The program was developed by three East African Universities namely; Makerere University Uganda, Egerton University Kenya, Sokoine University of Agriculture in Tanzanian in collaboration with Wageningen University in Netherlands and Montpellier SupAgro in France. The project was funded by the European Union ACP – EDULINK for Higher Education program at a cost of 500,000 Euros.
The program was launched in May 2012, at a colourful ceremony held at Speke Resort Hotel in Munyonyo. In the September- October intake 2012, the department of extension recorded its first intake of 20 students out of the 30 that had applied.
“We have 19 Ugandans and one student from Malawi. They come from different organisations like NARO, Ministry of Agriculture, Private consultancies and teachers and of these, there are two Members of Parliament” a lecturer, Dr. Florence Kyazze said.
ARI Pioneer class posing or a photo at the School of Agricultural Sciences
Dr Kyazze said, the program is run on a modular system and teaching conducted from Monday to Wednesday to give students time to conduct their private work during the rest of the days.
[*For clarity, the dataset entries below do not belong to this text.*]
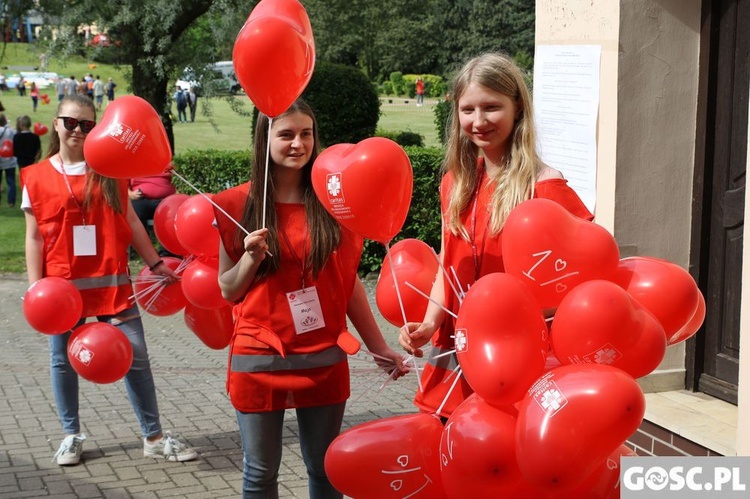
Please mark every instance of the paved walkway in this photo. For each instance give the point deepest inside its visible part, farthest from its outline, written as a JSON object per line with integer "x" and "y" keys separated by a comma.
{"x": 190, "y": 384}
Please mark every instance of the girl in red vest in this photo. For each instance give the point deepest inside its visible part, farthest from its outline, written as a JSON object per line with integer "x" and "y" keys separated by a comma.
{"x": 79, "y": 226}
{"x": 294, "y": 283}
{"x": 491, "y": 166}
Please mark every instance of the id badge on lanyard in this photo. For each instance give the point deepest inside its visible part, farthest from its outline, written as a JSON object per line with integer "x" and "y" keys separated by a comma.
{"x": 307, "y": 313}
{"x": 84, "y": 240}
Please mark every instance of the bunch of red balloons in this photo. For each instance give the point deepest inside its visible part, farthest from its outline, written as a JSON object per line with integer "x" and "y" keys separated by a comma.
{"x": 552, "y": 408}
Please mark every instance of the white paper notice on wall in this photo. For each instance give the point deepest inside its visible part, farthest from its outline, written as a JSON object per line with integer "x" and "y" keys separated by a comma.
{"x": 566, "y": 108}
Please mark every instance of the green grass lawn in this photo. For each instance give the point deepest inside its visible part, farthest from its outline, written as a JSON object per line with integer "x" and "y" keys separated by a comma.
{"x": 216, "y": 126}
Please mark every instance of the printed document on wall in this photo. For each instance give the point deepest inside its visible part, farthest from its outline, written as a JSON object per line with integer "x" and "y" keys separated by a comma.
{"x": 566, "y": 108}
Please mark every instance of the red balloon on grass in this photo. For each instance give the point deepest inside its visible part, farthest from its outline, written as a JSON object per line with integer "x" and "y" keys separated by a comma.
{"x": 274, "y": 55}
{"x": 413, "y": 263}
{"x": 213, "y": 326}
{"x": 52, "y": 305}
{"x": 553, "y": 251}
{"x": 164, "y": 223}
{"x": 163, "y": 300}
{"x": 365, "y": 186}
{"x": 99, "y": 352}
{"x": 129, "y": 141}
{"x": 200, "y": 283}
{"x": 194, "y": 226}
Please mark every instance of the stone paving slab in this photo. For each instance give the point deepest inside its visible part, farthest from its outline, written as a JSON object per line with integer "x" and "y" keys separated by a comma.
{"x": 190, "y": 382}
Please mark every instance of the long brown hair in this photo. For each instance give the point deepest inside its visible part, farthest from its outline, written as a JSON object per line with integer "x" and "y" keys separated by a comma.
{"x": 514, "y": 183}
{"x": 325, "y": 233}
{"x": 107, "y": 186}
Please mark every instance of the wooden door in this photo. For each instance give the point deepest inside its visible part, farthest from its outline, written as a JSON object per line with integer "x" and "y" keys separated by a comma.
{"x": 722, "y": 148}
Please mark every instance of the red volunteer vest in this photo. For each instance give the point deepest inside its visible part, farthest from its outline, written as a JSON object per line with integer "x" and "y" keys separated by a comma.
{"x": 272, "y": 367}
{"x": 102, "y": 279}
{"x": 438, "y": 374}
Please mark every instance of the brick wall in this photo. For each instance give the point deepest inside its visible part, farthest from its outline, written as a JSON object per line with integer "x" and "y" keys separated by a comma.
{"x": 653, "y": 440}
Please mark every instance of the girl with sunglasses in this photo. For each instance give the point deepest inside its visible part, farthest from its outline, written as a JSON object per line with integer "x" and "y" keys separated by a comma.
{"x": 78, "y": 227}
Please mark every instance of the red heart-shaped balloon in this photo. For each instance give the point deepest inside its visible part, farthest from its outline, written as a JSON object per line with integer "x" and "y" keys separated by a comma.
{"x": 572, "y": 419}
{"x": 667, "y": 290}
{"x": 478, "y": 451}
{"x": 388, "y": 458}
{"x": 501, "y": 338}
{"x": 274, "y": 55}
{"x": 40, "y": 129}
{"x": 413, "y": 262}
{"x": 553, "y": 251}
{"x": 6, "y": 149}
{"x": 365, "y": 186}
{"x": 129, "y": 141}
{"x": 600, "y": 323}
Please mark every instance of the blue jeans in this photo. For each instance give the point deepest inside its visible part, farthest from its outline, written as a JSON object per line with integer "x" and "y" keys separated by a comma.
{"x": 261, "y": 445}
{"x": 10, "y": 179}
{"x": 139, "y": 381}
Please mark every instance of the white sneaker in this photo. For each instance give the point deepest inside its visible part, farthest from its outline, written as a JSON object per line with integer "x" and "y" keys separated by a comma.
{"x": 168, "y": 448}
{"x": 70, "y": 450}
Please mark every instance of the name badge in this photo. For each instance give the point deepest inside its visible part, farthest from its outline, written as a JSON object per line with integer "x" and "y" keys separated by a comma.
{"x": 84, "y": 240}
{"x": 306, "y": 312}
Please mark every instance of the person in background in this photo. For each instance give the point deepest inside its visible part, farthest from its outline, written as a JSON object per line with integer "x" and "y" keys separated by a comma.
{"x": 8, "y": 163}
{"x": 63, "y": 199}
{"x": 146, "y": 193}
{"x": 283, "y": 356}
{"x": 491, "y": 166}
{"x": 34, "y": 94}
{"x": 26, "y": 145}
{"x": 110, "y": 89}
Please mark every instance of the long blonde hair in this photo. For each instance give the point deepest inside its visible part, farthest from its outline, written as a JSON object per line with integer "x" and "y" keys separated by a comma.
{"x": 108, "y": 186}
{"x": 514, "y": 183}
{"x": 325, "y": 233}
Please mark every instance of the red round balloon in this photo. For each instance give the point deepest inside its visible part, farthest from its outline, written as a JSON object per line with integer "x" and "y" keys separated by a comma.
{"x": 667, "y": 290}
{"x": 40, "y": 129}
{"x": 413, "y": 262}
{"x": 200, "y": 283}
{"x": 394, "y": 457}
{"x": 163, "y": 300}
{"x": 212, "y": 326}
{"x": 6, "y": 149}
{"x": 478, "y": 451}
{"x": 52, "y": 305}
{"x": 572, "y": 418}
{"x": 366, "y": 186}
{"x": 164, "y": 223}
{"x": 274, "y": 55}
{"x": 99, "y": 352}
{"x": 501, "y": 338}
{"x": 194, "y": 226}
{"x": 553, "y": 251}
{"x": 692, "y": 327}
{"x": 129, "y": 141}
{"x": 600, "y": 323}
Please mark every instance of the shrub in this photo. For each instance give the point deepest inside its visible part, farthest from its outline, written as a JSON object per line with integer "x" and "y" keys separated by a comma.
{"x": 345, "y": 103}
{"x": 442, "y": 113}
{"x": 211, "y": 170}
{"x": 403, "y": 138}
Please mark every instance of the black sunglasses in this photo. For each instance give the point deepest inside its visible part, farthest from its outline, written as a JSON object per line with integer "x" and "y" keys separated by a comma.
{"x": 71, "y": 124}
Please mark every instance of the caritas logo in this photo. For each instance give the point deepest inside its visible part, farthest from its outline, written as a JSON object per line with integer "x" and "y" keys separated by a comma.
{"x": 334, "y": 188}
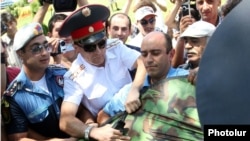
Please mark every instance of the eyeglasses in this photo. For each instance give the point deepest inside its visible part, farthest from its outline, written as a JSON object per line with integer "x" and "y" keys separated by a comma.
{"x": 36, "y": 49}
{"x": 92, "y": 47}
{"x": 145, "y": 22}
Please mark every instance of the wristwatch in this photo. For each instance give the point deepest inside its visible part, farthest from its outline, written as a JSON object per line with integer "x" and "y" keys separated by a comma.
{"x": 87, "y": 131}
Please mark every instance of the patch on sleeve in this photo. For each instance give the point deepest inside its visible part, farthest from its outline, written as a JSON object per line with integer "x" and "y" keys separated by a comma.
{"x": 13, "y": 88}
{"x": 59, "y": 80}
{"x": 74, "y": 74}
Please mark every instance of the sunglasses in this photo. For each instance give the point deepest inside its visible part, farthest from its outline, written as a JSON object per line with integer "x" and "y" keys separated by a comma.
{"x": 145, "y": 22}
{"x": 92, "y": 47}
{"x": 36, "y": 49}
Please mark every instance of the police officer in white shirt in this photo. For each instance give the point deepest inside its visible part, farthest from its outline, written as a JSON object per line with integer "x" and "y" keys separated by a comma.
{"x": 100, "y": 70}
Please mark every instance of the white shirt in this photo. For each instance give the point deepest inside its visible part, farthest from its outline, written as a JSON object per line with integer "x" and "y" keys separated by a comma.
{"x": 95, "y": 86}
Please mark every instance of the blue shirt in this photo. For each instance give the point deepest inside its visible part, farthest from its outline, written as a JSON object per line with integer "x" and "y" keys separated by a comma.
{"x": 34, "y": 108}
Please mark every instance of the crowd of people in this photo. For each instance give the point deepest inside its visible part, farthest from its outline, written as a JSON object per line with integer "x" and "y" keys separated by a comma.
{"x": 93, "y": 65}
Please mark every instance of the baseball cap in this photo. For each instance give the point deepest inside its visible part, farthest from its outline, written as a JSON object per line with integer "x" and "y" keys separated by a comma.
{"x": 26, "y": 33}
{"x": 199, "y": 29}
{"x": 143, "y": 12}
{"x": 86, "y": 24}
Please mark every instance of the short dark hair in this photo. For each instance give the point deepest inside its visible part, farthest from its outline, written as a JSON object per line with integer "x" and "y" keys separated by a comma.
{"x": 54, "y": 19}
{"x": 143, "y": 3}
{"x": 108, "y": 23}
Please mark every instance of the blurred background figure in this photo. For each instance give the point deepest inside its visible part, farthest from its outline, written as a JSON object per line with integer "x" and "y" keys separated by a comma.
{"x": 9, "y": 22}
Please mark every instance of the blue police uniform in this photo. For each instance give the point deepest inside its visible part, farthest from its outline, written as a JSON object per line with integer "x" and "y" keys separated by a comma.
{"x": 116, "y": 104}
{"x": 34, "y": 108}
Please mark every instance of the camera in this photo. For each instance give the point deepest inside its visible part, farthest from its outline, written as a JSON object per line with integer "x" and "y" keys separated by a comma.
{"x": 4, "y": 28}
{"x": 64, "y": 47}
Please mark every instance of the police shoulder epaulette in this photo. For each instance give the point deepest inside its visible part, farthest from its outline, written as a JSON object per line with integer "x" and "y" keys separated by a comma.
{"x": 113, "y": 43}
{"x": 12, "y": 89}
{"x": 73, "y": 74}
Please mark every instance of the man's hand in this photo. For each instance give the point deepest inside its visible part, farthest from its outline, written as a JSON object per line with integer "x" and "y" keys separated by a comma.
{"x": 107, "y": 133}
{"x": 185, "y": 22}
{"x": 133, "y": 102}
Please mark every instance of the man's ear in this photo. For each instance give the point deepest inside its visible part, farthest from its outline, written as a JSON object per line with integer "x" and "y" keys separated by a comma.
{"x": 20, "y": 54}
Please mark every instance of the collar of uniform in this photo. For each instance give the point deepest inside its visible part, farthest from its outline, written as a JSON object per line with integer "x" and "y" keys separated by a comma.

“The modular system is efficient because the lecture is available from Monday to Wednesday, the attendance list is issued by the lecturer and students for quality assurance and bonus marks for attendance given as an incentive. This first semester we are offering five courses in a modular form for example in October we have finished two core courses and examined it, in November two, lecturers offered two other courses and exams and we finish in December.”
This course structure is not the original design as earlier planned by the regional universities where joint universities were supposed to conduct course work in a central place. However the teaching materials were already developed under the regional program and enriched to suit the different needs of the individual universities.
ARI students inside the lecturer room
Dr. Kyazze also said besides encouraging free student - lecturer interaction, the department is promoting experiential learning where students are given materials to do research and present for the mutual benefit .
“Students should be treated as colleagues to make them feel at home through good interaction for example we have breakfast together, we have graduate coordinators to assist in monitoring the progress and students are encouraged to express their grievances. Students were also assigned supervisors early to develop that relationship to appreciate their research areas while lecturers serve as mentors and counsellors” Dr. Kyazze added.
She however said limited space for accommodation, student drop out arising from inability to raise fees, field based courses requiring transport and accommodation and sustaining motivation were key anticipated challenges.
A student on ARI pays six million shillings per semester which may not be easy for an average Ugandan to raise. The program is to be popularised to attract international students and to maintain the enrolment at 10 students.
Head Department of Extensions and Innovation Studies Dr. Paul Kibwika said the program will produce unique kind of PhD graduates who are able to steer stakeholders and communities to accelerate development using innovations systems approach and also build capacities for the three universities to offer this specialized training in the region.
Back to Books, MP Sebuliba Mutumba (2nd) attending lectures
“We want our students to sit and discuss with ministries NGOs, farmer organizations to come up with the real problems they are facing and then see what the research can contribute to in addressing those problems. So they will have to contribute to academic and contribute to solving existing problems,” He added.
Dr. Kibwika explained that new kind of expertise will be able to work with multiple actors to develop agriculture and the rural sector by working with people in marketing, value addition, input, processing which is a new approach being promoted by all governments in African states whose economy rely on agriculture.